まぁ、いつものように適当にファイルが入っています。
APP WIZARD から出力されるフレームワークのファイルは紹介を省かせていただきます。

hlsl.fxシェーダの入ったエフェクトファイル
main.hアプリケーションのヘッダ
main.cppアプリケーションのソース

あと、実行ファイル、プロジェクトファイルが入っています。

■何やってるの?

今回は、前回より簡単になっています。
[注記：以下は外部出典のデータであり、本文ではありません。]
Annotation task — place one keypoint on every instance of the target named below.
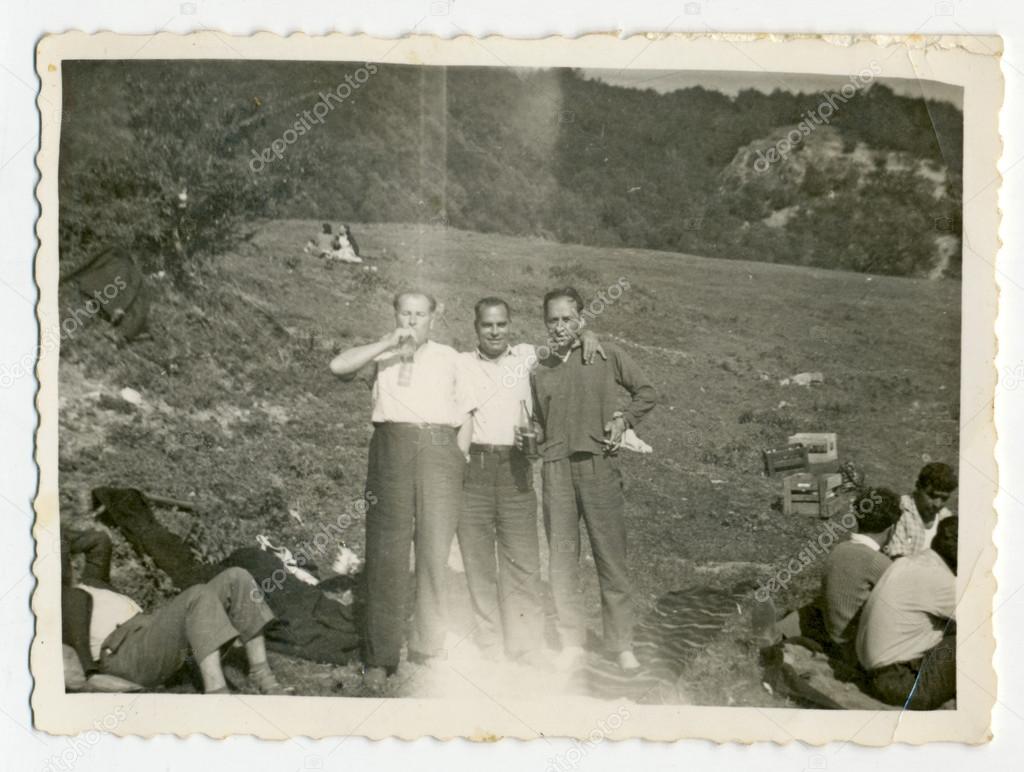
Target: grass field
(241, 413)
ほぼ2色に塗り分けられたトゥーンのテクスチャをライトベクトルを放物変換を使って計算したテクスチャ座標を使ったサンプリングによって、デカールの色に陰影をつけます。

color = * (Q(L))

なお、今回は前回の放物変換をそのまま使いましたが、実際にやってみると白と黒の境界がテクスチャのふちぎりぎりになってしまったので、テクスチャ座標に変換するときの半径(前回の式のpv)をもう少し小さくしたほうが良いかも知れません。

■プログラム

頂点シェーダでは放物変換を使って、ライトベクトルからテクスチャ座標を計算します。

hlsl.fx
0083: // -------------------------------------------------------------
0084: // 頂点シェーダプログラム
0085: // -------------------------------------------------------------
0086: VS_OUTPUT VS(VS_INPUT In)
0087: {   
0088:     VS_OUTPUT Out = (VS_OUTPUT)0;            // 出力データ
0089:     
0090:     // 位置座標
0091:     Out.Pos = mul( In.Pos, mWVP );
0092:     
0093:     // 表面座標系の基底ベクトルを求める
0094:     float3 N = In.Normal;                   // 法線ベクトル
0095:     float3 B = float3(0,1,0);               // 従法線ベクトル
0096:     float3 T = normalize(cross(N,B));       // 接ベクトル
0097:     B = cross(T,N);
0098:     
0099:     // ベクトルをテクスチャ座標へ変換する
0100:     float3 L = normalize(LightPos-In.Pos.xyz);// ライトベクトル
0101:     Out.ToonCoord = Q(L, B,T,N);
0102:     
0103:     // デカールのテクスチャ座標
0104:     Out.Tex = In.Tex;
0105: 
0106:     return Out;
0107: }

ピクセルシェーダでは先ほど求めたテクスチャ座標でトゥーンのテクスチャを読み込んでデカールテクスチャからの色に陰影をつけます。 なお、そのままでは色の変化が急すぎたので、環境光を0.5つけました(同時に読み込んだ陰影も0.5倍に調整しました)。

hlsl.fx
0108: // -------------------------------------------------------------
0109: // ピクセルシェーダプログラム
0110: // -------------------------------------------------------------
0111: float4 PS(VS_OUTPUT In) : COLOR
0112: {   
0113:     float4 decale = tex2D( DecaleSamp, In.Tex );      // デカール
0114:     float  shade  = tex2D( ToonSamp,   In.ToonCoord );// ツゥーン
0115:     
0116:     return (0.5f*shade+0.5f) * decale;
0117: }

■最後に

逆に放物変換に特有のクセが出てきますね。 まぁ、でも使えるでしょう。。